Early and efficient patient referral is a critical step in the ability of potential candidates to access CAR-T therapy. Despite improvements in centre qualification and availability, regulatory and reimbursement frameworks, and addressing the educational needs of the various members of the health care team, referring haematologists and oncologists identify major barriers to prescribing CAR-T therapy, including cumbersome logistics, high cost and toxicity, and clinical challenges, such as deterioration of the patient prior to CAR-T administration and the need for bridging chemotherapy while awaiting manufacturing (Chavarría 2021).

Pathways for referral vary between countries and regions, but generally, patients are referred to the regional CAR-T specialist multidisciplinary team (MDT) according to agreed pathways, which in turn, may be linked with national committees often necessary for additional clinical support and/or to confirm funding. These specialist MDTs confirm patient eligibility in line with the manufacturer’s licence and based on diagnosis, age, fitness, disease, and treatment stage. Thereafter, the CAR-T centres will arrange to assess the patient directly (with their carers) and provide detailed information enabling the patient to understand the potential benefits, risks, and complications of treatment and to provide informed consent.
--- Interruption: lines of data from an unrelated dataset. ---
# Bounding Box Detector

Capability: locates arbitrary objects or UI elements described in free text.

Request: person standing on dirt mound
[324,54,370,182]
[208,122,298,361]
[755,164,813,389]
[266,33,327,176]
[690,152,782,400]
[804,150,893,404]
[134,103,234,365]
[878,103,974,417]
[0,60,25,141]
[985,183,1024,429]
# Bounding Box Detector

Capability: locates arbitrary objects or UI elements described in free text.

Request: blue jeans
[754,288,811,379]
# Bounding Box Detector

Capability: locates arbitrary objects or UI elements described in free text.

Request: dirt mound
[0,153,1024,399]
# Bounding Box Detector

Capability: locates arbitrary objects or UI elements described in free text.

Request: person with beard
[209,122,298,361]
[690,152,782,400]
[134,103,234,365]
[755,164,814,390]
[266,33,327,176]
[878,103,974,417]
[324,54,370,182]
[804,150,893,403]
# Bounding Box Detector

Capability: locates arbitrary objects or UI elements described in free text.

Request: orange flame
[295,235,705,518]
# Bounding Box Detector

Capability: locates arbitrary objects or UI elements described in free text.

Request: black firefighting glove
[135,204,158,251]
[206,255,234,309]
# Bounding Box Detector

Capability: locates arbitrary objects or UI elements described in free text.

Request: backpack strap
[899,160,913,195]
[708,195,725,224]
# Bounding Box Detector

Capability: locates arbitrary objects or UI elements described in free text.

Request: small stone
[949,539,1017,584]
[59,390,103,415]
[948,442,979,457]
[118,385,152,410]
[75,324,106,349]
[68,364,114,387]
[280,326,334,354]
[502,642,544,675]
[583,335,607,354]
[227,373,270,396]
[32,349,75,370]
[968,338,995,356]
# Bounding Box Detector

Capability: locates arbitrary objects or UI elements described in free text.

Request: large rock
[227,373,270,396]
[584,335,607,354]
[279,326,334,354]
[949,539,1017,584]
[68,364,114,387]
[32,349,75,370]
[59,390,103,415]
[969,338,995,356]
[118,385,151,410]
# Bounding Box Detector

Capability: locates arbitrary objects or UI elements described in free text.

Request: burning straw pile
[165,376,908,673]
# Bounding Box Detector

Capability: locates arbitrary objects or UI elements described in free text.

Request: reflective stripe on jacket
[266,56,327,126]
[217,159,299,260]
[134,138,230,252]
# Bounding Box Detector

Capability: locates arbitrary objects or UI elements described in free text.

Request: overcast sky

Irrespective of the treatment site, clinicians must consider the eligibility of potential patients for CAR-T cells at an early stage so that strategic decisions can be made regarding the best therapeutic pathway. Eligibility should be directly confirmed with regard to age, fitness, disease, and treatment stage. In addition, referring clinicians should inform their patients of the potential of using CAR-T cells in their treatment early in the pathway, especially if treatment may take place in another centre some distance from their home or base centre (Gajra et al. 2020). In addition to confirmation of eligibility and logistical arrangements with the treatment site, prompt referral and good communication are also desirable to plan the salvage protocol for bridging CAR-T therapy, particularly because defined recovery periods may be required before leukapheresis and the quality of circulating T-cells may decrease with increasing chemotherapy exposure. Sometimes patients without a high peripheral disease burden and sufficient circulating T-cells (e.g., total lymphocyte count of >0.5 × 109/L or a peripheral blood CD3 count of >150 per μl) may be able to undergo leukapheresis for CAR-T cells before starting salvage therapy for relapse. For other patients, planning bridging therapy with the CAR-T therapy centre will be necessary. Therapies likely to significantly impair lymphocyte number and/or function should be avoided to allow successful leukapheresis for CAR-T cell therapy. Therefore, careful scheduling and prioritization of patients is required, including planning for leukapheresis, particularly given that CAR-T manufacture can take over one month. Finally, capacity planning is required for subsequent stages of care in the CAR-T centre, and later, shared care arrangements will enable continuity of care after a patient returns home (Maus and Levine 1996).

FormalPara Key Points

  • Prompt early patient referral from the base hospital to the treatment centre facilitates various aspects of the planning for CAR-T therapy.

  • The learning curve in the CAR-T therapy framework will also inform and facilitate the management and referral of patients for other advanced therapy medicinal products.